Nikolaos Delagrammatikas (Νικόλαος Δελαγραμμάτικας, born c. 1853) was a senior Hellenic Army officer who fought in the Greco-Turkish War of 1897 and the Balkan Wars of 1912–1913.

He was born in Chalkis in about 1853, and enlisted in the Hellenic Army as an NCO. In 1878, as a sergeant, he fought in the cross-border incursion into Ottoman territory that resulted in the battle of Gribovo, and again in the border skirmishes of 1886, this time as a Second Lieutenant.

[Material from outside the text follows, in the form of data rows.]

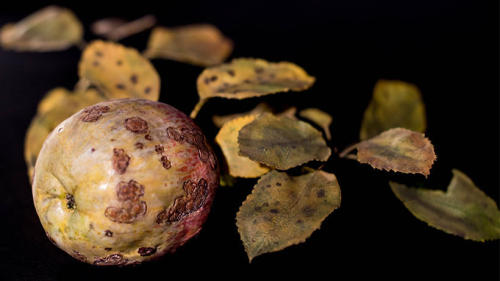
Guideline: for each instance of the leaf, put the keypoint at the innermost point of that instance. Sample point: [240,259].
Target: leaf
[399,150]
[227,138]
[199,44]
[118,71]
[55,107]
[246,78]
[220,120]
[464,210]
[285,210]
[49,29]
[395,104]
[321,118]
[116,29]
[282,142]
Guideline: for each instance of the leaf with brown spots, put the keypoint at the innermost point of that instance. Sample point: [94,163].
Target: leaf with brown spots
[49,29]
[117,29]
[399,150]
[246,78]
[395,104]
[220,120]
[55,107]
[464,210]
[285,210]
[199,44]
[227,138]
[282,142]
[320,118]
[118,71]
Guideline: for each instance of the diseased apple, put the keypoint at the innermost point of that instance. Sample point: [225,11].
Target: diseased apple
[124,181]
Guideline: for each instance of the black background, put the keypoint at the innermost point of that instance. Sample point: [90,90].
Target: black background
[448,48]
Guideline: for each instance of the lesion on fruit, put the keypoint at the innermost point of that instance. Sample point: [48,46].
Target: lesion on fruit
[131,208]
[195,195]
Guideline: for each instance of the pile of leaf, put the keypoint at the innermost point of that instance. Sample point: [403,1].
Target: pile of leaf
[283,149]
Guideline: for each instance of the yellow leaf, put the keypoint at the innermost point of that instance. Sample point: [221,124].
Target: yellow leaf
[118,71]
[395,104]
[464,210]
[49,29]
[117,29]
[285,210]
[321,118]
[282,142]
[399,150]
[200,44]
[227,138]
[246,78]
[220,120]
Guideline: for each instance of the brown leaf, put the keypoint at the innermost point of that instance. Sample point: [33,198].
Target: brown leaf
[282,142]
[399,150]
[285,210]
[319,117]
[200,44]
[246,78]
[118,71]
[227,138]
[49,29]
[464,210]
[395,104]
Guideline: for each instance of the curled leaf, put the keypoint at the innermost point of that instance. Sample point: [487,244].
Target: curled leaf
[116,29]
[319,117]
[245,78]
[399,150]
[200,44]
[464,210]
[282,142]
[49,29]
[227,138]
[285,210]
[220,120]
[118,71]
[55,107]
[395,104]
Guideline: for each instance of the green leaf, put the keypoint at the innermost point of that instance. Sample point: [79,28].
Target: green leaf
[227,138]
[464,210]
[282,142]
[118,71]
[285,210]
[246,78]
[395,104]
[320,118]
[399,150]
[49,29]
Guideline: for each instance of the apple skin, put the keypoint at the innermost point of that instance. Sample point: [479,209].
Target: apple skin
[124,181]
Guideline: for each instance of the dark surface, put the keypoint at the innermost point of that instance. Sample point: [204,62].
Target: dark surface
[448,48]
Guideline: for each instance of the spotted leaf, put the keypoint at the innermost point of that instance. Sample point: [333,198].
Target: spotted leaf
[320,118]
[49,29]
[464,210]
[284,210]
[399,150]
[227,138]
[118,71]
[246,78]
[395,104]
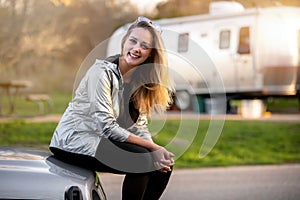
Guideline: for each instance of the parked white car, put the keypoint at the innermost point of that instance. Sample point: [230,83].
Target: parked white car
[35,174]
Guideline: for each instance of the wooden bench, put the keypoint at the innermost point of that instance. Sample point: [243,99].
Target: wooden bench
[40,100]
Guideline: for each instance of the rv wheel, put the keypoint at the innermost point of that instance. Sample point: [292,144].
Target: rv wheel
[182,100]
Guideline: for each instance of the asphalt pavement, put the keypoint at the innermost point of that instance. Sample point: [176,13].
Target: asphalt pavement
[271,182]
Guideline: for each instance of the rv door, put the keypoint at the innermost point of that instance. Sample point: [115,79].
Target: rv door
[224,55]
[243,61]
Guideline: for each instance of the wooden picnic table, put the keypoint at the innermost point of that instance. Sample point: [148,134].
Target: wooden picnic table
[11,90]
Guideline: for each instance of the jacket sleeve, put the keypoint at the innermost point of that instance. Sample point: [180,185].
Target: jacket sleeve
[140,127]
[100,88]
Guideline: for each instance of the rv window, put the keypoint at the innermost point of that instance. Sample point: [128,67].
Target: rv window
[224,39]
[244,41]
[183,42]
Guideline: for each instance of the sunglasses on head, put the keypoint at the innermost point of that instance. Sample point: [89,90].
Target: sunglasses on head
[150,22]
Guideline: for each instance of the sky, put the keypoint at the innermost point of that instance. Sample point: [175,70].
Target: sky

During the 1897 war he was a captain, and distinguished himself through his bravery in the Battle of Velestino, earning a field promotion. On the outbreak of the First Balkan War, he commanded the 7th Infantry Regiment within the Army of Thessaly. Following the capture of Thessaloniki, he led a mixed force of regular and irregular forces to the capture of the island of Chios, which he accomplished against strong opposition by the Ottoman garrison. After the capture of Chios, he and his men were transferred to the Epirus sector, where he led one of the attack columns during the capture of Ioannina. He subsequently served as CO of the 8th Infantry Division and then of the 6th Infantry Division, which he led during the Second Balkan War. He retired on 16 December 1916 with the rank of lieutenant general.

He is the father of Vice Admiral Charalambos Delagrammatikas (1876–1947).